National parks in the US are major tourist destinations and visitors expect a certain level of infrastructure: lodging, campgrounds, restaurants, and most important, access roads. But the reason the parks were established was as preserves to protect the resources of the area. In most parks only a tiny portion of the park is accessible to the average tourist. Hikers, climbers, backpackers and their ilk are the only ones who visit the more remote spots.
When we visit other countries we realize how difficult it is to get to the national parks and how few facilities, if any, there are. We tend to forget how little of our parks we actually see. This is especially true in Costa Rica. Monteverde, Santa Elena, and Los Quetzales national parks are reached only by the most difficult roads. But the rewards are worth the effort. How else can you find resplendent quetzal? The Osa Peninsula in southwest Costa Rica is one of the most remote and least visited areas of the country. There are several tropical habitats, from coastal wetlands and lowland tropical rainforest to cloud forests making it one of the most bio-diverse places on earth. The centerpiece of Osa is Corcovado National Park. Its 300,000 acres are largely inaccessible except by boat or on foot. There are few facilities and reservations for those must be made months in advance. For those reasons we considered skipping it but at the last minute changed our minds.

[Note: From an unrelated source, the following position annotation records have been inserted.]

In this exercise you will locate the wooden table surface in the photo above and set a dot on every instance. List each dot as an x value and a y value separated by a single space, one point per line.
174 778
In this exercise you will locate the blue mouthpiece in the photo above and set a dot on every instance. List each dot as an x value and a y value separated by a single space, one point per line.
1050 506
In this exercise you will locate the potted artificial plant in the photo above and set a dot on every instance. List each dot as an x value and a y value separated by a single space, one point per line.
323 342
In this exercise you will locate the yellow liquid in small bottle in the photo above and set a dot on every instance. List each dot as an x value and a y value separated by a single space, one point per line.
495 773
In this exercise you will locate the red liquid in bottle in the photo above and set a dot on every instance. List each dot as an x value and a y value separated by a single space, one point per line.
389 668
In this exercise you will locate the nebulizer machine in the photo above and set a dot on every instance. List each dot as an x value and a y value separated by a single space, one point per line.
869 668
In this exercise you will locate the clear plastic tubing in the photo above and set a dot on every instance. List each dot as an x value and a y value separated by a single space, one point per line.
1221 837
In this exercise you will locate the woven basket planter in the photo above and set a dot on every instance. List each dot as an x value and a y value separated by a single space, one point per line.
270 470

The ‘season’ is just getting underway and we were able to get a room at Danta (Danta is the local name for Baird’s tapir) Corcovado Lodge a truly amazing place. For tonight at least we are the only guests of Merlyn, a Tico, and Laura from Michigan. The lodge was once his family’s home but now sleeps thirty in five rooms and several cabins. The wood floors gleam – shoes are removed at the entrance – the furniture is hand-crafted and the shared bathrooms are right out of “The Flintstones”. We are not sure how long we will stay or even what we can do in the area but we have high hopes.